On découvre de surcroît qu’on ne parle pas de petites sommes en jeu : les produits financiers qui se basent sur les taux du Libor se chiffrent en milliers de milliards de dollars. Les accusations sont lourdes : les banques ont « manipulé » le taux du Libor. Elles ont non seulement réalisé des profits exorbitants mais les personnes qui remboursaient leurs emprunts immobiliers ou leurs prêts étudiants payaient en réalité bien plus qu’elles n’auraient dû. En résumé, les banques gagnaient en fait énormément aux dépens d’autres personnes qui perdaient énormément.

Cette affaire a soulevé beaucoup de questions :
1/ Comment a-t-elle pu se produire ?
2/ Pourquoi les autorités de régulation n’ont-elles pas mis un coup d’arrêt à une pratique aujourd’hui considérée comme frauduleuse ? Qui savait quoi et quand ?
3/ Peut-on désormais faire quelque chose pour s’assurer qu’une telle affaire ne se reproduira pas ?

D’abord, intéressons-nous à ce qu’est le Libor. Il s’agit du taux interbancaire pratiqué à Londres. Ce n’est pas un instrument très ancien puisque sa version définitive remonte seulement à 1986. A l’époque, l’Association des banquiers britanniques avait exigé que les « grandes banques » partagent entre elles, chaque jour ouvré, leurs informations sur le taux d’intérêt qu’elles devraient payer pour un emprunt auprès des autres banques. Après élimination des taux « aberrants » aux marges, un taux moyen était défini et revu quotidiennement. L’idée était que si les banques étaient confiantes sur l’état de l’économie, le taux serait alors plus bas, et que si elles l’étaient moins, le taux serait alors plus haut.

Dès lors que la presse internationale s’est mise à employer le terme de « scandale » à propos du Libor, on s’est souvenu que la question avait, il y a un certain temps déjà, fait l’objet d’un débat dans des organes plus confidentiels (ou moins grand public). Le Wall Street Journal avait ainsi publié une enquête sur le sujet le 29 mai 2008 (sic) qui suggérait que certaines banques avaient déclaré des taux d’emprunt plus bas qu’ils ne l’étaient. Naturellement, d’aucuns arguèrent immédiatement que cet article était inexact, ou à tout le moins mal informé. Des analyses universitaires ont toutefois laissé entendre par la suite que ces accusations d’une sous-évaluation délibérée du Libor avaient quelques fondements.

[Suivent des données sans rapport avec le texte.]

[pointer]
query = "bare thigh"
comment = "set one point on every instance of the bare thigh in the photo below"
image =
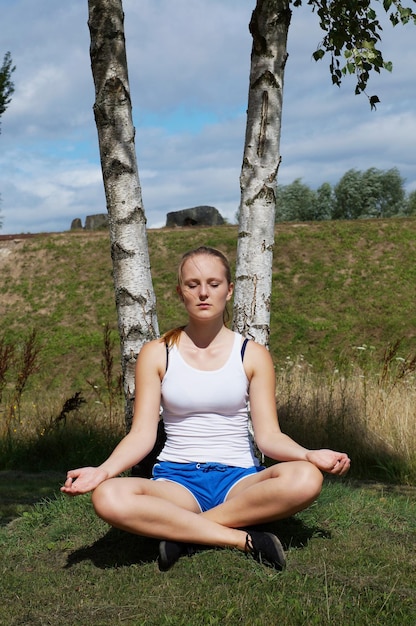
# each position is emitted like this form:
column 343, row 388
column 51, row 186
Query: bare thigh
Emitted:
column 125, row 492
column 293, row 475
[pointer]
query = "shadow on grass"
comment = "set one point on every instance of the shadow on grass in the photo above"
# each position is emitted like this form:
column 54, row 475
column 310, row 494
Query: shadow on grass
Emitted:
column 118, row 548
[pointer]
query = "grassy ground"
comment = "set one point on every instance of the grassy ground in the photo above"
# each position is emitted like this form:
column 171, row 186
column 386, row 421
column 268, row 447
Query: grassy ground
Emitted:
column 336, row 286
column 351, row 560
column 342, row 291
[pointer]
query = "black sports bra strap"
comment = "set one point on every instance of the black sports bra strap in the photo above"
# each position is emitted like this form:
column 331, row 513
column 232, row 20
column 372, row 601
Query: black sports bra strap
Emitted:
column 243, row 348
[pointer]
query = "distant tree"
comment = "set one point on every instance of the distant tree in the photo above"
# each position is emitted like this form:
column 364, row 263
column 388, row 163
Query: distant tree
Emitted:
column 384, row 192
column 295, row 202
column 373, row 193
column 6, row 92
column 323, row 202
column 135, row 298
column 352, row 32
column 6, row 84
column 410, row 204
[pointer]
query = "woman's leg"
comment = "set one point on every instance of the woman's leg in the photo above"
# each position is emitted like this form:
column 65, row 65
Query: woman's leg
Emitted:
column 274, row 493
column 160, row 509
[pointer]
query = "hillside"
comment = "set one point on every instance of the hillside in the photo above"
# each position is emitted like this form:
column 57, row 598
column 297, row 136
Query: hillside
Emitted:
column 336, row 286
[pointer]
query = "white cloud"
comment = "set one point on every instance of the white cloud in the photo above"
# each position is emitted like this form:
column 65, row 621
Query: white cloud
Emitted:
column 188, row 68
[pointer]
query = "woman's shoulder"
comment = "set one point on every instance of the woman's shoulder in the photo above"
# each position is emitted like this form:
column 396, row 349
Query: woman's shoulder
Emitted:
column 153, row 349
column 257, row 356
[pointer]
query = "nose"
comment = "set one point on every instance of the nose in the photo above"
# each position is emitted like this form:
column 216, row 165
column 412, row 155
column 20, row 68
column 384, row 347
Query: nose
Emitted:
column 203, row 292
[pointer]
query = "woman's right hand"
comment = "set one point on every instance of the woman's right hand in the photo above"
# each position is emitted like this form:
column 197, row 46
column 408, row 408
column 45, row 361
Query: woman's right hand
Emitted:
column 82, row 480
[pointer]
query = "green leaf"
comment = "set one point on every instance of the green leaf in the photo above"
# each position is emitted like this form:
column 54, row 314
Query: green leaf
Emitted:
column 318, row 54
column 373, row 101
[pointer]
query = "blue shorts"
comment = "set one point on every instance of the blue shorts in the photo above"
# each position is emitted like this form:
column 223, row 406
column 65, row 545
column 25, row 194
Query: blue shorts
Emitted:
column 209, row 483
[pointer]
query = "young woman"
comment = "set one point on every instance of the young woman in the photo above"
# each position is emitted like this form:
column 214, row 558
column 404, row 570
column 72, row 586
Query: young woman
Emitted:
column 207, row 484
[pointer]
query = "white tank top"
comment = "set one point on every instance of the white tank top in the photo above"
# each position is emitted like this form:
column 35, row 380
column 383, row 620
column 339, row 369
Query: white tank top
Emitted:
column 205, row 412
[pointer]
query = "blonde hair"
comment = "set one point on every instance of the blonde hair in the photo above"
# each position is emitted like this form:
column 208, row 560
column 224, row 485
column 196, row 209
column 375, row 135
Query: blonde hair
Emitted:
column 171, row 337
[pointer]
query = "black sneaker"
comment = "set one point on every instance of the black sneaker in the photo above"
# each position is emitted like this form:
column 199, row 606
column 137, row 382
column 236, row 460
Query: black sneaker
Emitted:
column 170, row 552
column 266, row 548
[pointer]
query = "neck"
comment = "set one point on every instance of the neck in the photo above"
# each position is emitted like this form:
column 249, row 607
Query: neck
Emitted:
column 204, row 335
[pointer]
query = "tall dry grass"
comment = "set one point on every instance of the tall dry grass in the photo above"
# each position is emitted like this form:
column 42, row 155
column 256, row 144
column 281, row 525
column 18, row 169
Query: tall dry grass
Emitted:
column 369, row 414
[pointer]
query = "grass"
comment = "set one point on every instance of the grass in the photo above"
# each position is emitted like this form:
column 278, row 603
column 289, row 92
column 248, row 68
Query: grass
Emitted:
column 351, row 560
column 343, row 341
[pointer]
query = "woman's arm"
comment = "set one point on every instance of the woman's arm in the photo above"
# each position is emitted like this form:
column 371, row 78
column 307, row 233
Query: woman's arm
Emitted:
column 269, row 438
column 142, row 436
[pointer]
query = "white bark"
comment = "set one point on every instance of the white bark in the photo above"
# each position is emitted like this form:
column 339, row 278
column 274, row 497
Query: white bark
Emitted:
column 135, row 298
column 269, row 27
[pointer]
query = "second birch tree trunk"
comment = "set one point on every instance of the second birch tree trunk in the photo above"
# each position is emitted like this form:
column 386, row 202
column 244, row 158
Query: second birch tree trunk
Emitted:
column 135, row 299
column 269, row 27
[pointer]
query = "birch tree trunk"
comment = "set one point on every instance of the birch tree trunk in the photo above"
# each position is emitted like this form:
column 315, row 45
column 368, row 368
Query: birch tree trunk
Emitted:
column 269, row 27
column 135, row 298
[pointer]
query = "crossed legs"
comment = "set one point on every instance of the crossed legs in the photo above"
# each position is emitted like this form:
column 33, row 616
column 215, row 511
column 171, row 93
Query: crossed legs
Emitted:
column 166, row 510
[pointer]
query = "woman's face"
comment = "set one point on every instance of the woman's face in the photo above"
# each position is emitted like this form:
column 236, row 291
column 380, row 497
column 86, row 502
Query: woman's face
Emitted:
column 204, row 288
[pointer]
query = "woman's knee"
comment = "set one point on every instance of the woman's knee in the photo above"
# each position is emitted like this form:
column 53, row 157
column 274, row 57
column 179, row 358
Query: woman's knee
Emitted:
column 310, row 479
column 104, row 500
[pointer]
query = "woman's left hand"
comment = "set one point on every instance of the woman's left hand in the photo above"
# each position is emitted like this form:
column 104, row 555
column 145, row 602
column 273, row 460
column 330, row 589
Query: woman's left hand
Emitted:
column 337, row 463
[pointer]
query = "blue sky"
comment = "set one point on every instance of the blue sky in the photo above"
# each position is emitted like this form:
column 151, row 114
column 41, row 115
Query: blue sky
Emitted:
column 188, row 67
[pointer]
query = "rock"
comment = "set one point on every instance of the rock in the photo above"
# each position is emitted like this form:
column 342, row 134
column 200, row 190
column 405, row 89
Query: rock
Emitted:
column 196, row 216
column 76, row 224
column 96, row 222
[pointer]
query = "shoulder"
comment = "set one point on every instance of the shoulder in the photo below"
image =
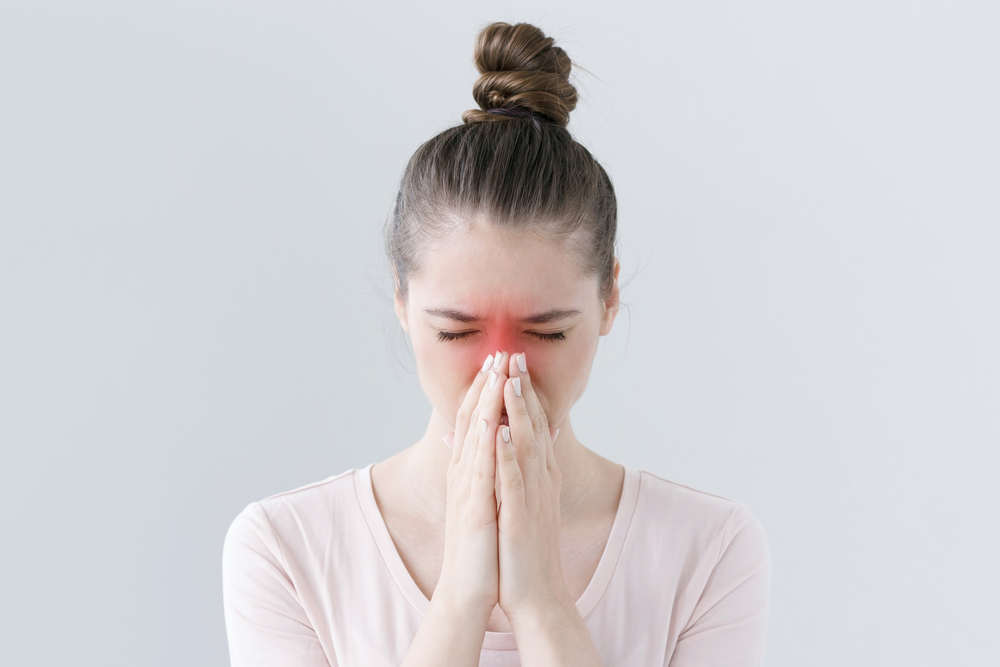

Le cœur du problème est que lorsqu’une banque gère 50 mille milliards de dollars de valeurs dites « théoriques », une légère sous-estimation des taux engendre une augmentation significative et immédiate des profits. Aussi la tentation a-t-elle été évidente. Or il s’avère que dès 2007, la Réserve fédérale américaine comme la Banque d’Angleterre ont eu des soupçons sur des possibles manipulations. Mais ni l’une ni l’autre n’a alors fait grand-chose.

On nous dit aussi aujourd’hui que ces taux, loin d’être fiables ou stables, se déterminent en réalité au « doigt mouillé ». Quand Lehman Brothers s’est écroulé, les banques du monde entier ont largement arrêté de se prêter les unes aux autres. D’où le fait que le New York Times du 19 juillet 2012 puisse écrire que « les taux précis ont peu de choses à voir avec la réalité ». En 2011, le ministère de la justice nord-américain a ouvert une enquête criminelle. Et suite à des fuites, on sait désormais qu’il y a eu des échanges de courriels entre des banquiers tout excités d’évoquer et d’encourager la sous-estimation des taux. Et pourquoi pas ? Après tout, cela leur faisait gagner énormément d’argent.

Au milieu de tout ceci, The Observer [NdT : édition dominicale du quotidien britannique The Guardian] a consacré deux pleines pages aux paradis fiscaux et aux sommes d’argent extraordinaires transférées des pays du Sud vers ces places offshore, privant probablement ces pays de plus qu’il n’en faut pour financer le type de transformations économiques et de redistribution sociale qu’ils affirment vouloir réaliser. Et à l’inverse de la fixation frauduleuse des taux du Libor, les paradis fiscaux sont tout à fait légaux.

Par conséquent, où y a-t-il scandale ? Dans les deux cas - la manipulation des taux du Libor et le transfert d’argent vers des paradis fiscaux - nous avons affaire à des pratiques tout à fait normales dans une économie-monde capitaliste. Après tout, l’objet du capitalisme est l’accumulation de capital, et si possible toujours plus. Un capitaliste qui ne maximise pas ses revenus d’une façon ou d’une autre se retrouve toujours, tôt ou tard, éliminé du jeu.

Or le rôle des Etats n’a jamais visé à contrôler ou limiter ces pratiques, mais à fermer les yeux dessus tant qu’ils peuvent. Une fois de temps en temps, ces pratiques – des capitalistes et des Etats – sont temporairement mises en lumière. Quelques personnes vont alors en prison ou se voit forcées de rembourser les profits obtenus de façon illicite. Quelques dirigeants se montrent désireux d’adopter en grande pompe une « réforme » aussi minimale que possible.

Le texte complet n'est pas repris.